Alternative approach suggested

In its conclusion, Circle argued that the NYDFS should coordinate with other regulators and make sure that its proposal is in line with rules elsewhere.

“In particular, we believe the NYDFS should be working closely with the Conference of State Bank Supervisors (CSBS) and the Emerging Payments Task Force to develop uniform rules that do not only apply to digital currency firms, but all money transmitters,” Circle said.

The applicability of proposed rules to digital currency firms was questioned on more than one occasion, with Circle arguing that existing state money transmitter regulations should be amended to address risks associated with digital currency transactions.
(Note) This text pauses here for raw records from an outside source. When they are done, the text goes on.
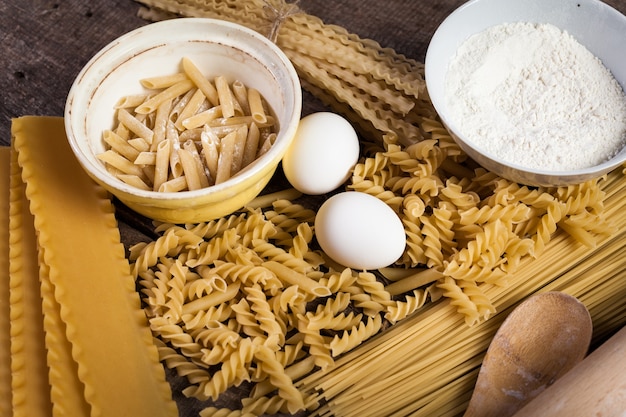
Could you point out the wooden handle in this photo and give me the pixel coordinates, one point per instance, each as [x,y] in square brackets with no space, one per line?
[594,387]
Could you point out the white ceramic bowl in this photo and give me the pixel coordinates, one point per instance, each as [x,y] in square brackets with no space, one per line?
[597,26]
[217,48]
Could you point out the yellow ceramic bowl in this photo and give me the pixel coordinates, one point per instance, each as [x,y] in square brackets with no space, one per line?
[217,48]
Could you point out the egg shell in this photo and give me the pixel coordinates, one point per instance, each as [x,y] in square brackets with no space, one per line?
[359,231]
[322,155]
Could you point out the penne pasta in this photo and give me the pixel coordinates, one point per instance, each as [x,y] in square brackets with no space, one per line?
[163,81]
[225,97]
[209,141]
[190,170]
[257,111]
[200,81]
[202,118]
[131,101]
[135,125]
[239,148]
[174,185]
[118,161]
[161,164]
[240,91]
[145,158]
[191,148]
[170,93]
[252,145]
[190,133]
[120,145]
[225,158]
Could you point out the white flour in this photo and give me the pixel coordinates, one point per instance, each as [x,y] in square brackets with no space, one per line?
[532,95]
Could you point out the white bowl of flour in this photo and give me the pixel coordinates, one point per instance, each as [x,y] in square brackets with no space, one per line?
[533,90]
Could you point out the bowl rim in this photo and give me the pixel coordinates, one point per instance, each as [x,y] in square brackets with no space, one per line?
[530,176]
[151,33]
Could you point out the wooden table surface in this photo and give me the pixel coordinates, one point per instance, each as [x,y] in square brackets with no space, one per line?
[45,43]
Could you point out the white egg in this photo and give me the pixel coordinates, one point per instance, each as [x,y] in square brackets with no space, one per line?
[359,231]
[322,155]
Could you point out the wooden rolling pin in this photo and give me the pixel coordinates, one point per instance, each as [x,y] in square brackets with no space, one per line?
[594,387]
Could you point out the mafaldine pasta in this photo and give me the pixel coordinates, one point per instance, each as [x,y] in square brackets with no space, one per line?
[30,393]
[115,356]
[5,320]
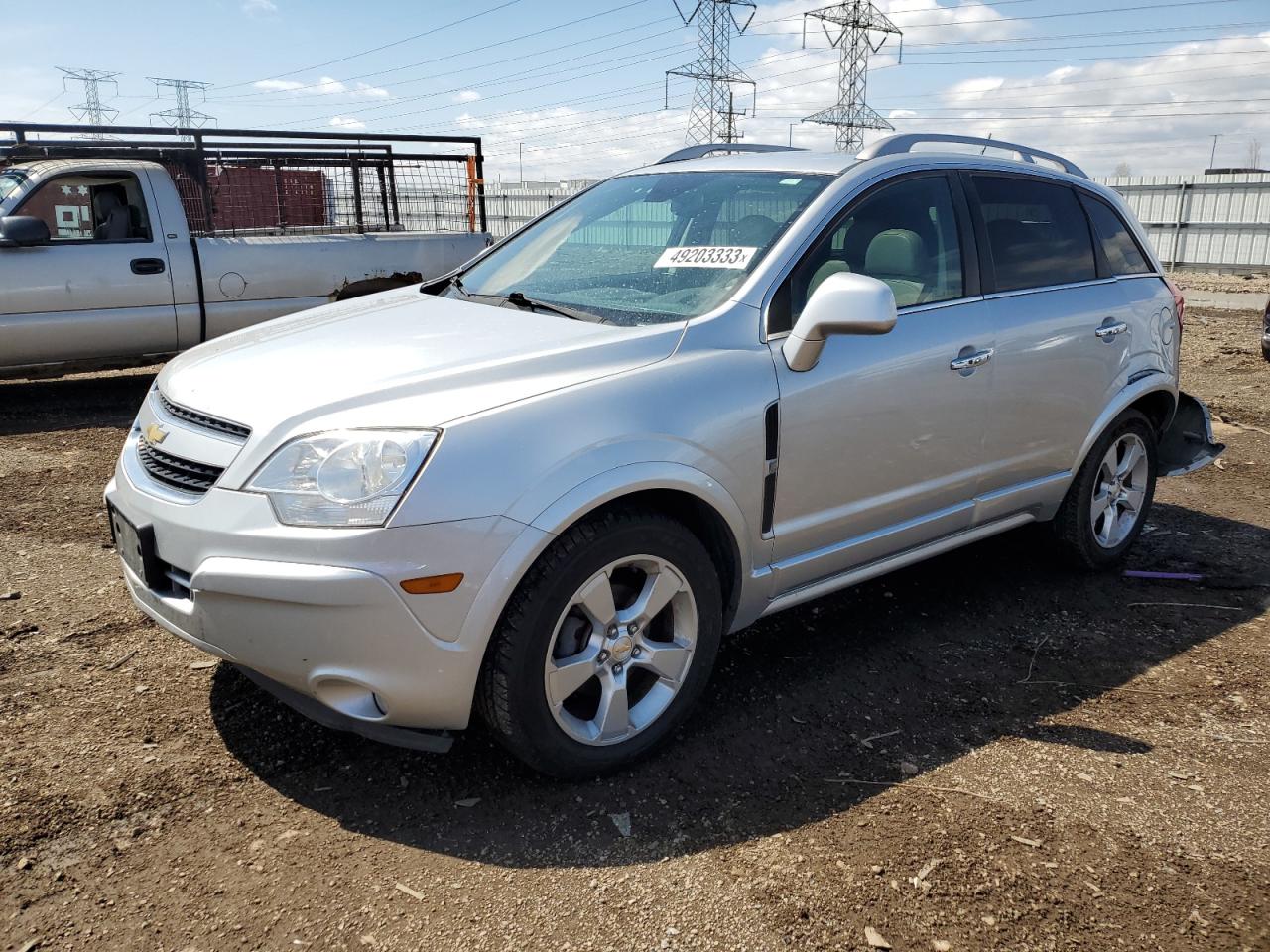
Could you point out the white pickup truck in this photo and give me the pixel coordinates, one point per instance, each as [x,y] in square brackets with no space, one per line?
[122,252]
Circle further pointed out that the BitLicense proposals could end up unfairly targeting bitcoin companies solely due to their use of block-chain technology:

“At the very least, we encourage the NYDFS to develop a regulatory framework that maintains a level playing field by establishing similar guidelines for both digital currency firms and other money transmitters. There are several areas in the proposed rule that go well beyond what is required for other money transmitters.”

Circle’s position is echoed by BitPay, with the payments processor also concluding that the new regulation could result an unfair and burdensome requirements for bitcoin companies.

The firm urged the NYDFS to eliminate the need for ID data to be collected for each transaction and eliminate the need for identification for large transactions. BitPay argued that Broadway merchants do not collect such information for each transaction, while upscale 5th Avenue cash merchants do not require shoppers to present identification even when they make big purchases.

BitPay also criticised the proposal’s failure to take into account existing local, national and international AML frameworks. Additionally, the company criticised the ambiguous wording of the proposal with regard to ancillary bitcoin activities, saying that the definition of a VCBA is too broad.

The current proposal could affect developers, backup services, data escrow services and a range of other businesses that should not be covered by the new rule, said BitPay.

Ball in Lawsky’s court

Ben Lawsky recently clarified some of the BitLicense provisions, specifying that bitcoin developers, miners and general users will not be governed by the BitLicense regulations.

Lawsky said only those developers and miners who decide to get involved in regulated activities, such as money transmitting, wallet hosting and exchange operations, will have to be licensed. He also dismissed much of the criticism of the proposals as unfounded.

However, many other concerns raised by bitcoin companies and the Bitcoin Foundation have yet to be addressed and incorporated into the proposal.

In a recent interview with CoinDesk, Lawsky made it clear that the NYDFS cannot risk getting bitcoin regulation wrong and that digital currencies have a bright future in New York.

The comment period for the BitLicense proposal was extended due to public interest and requests made by several organisations. While the industry welcomed the extension, the Bitcoin Foundation was critical of the New York Department Financial Services (NYDFS) over its failure to produce research data and analysis cited in the proposal.

It should be noted that the NYDFS plans to issue a new proposal, which will be accompanied by a new comment period, allowing for more feedback from the industry and community.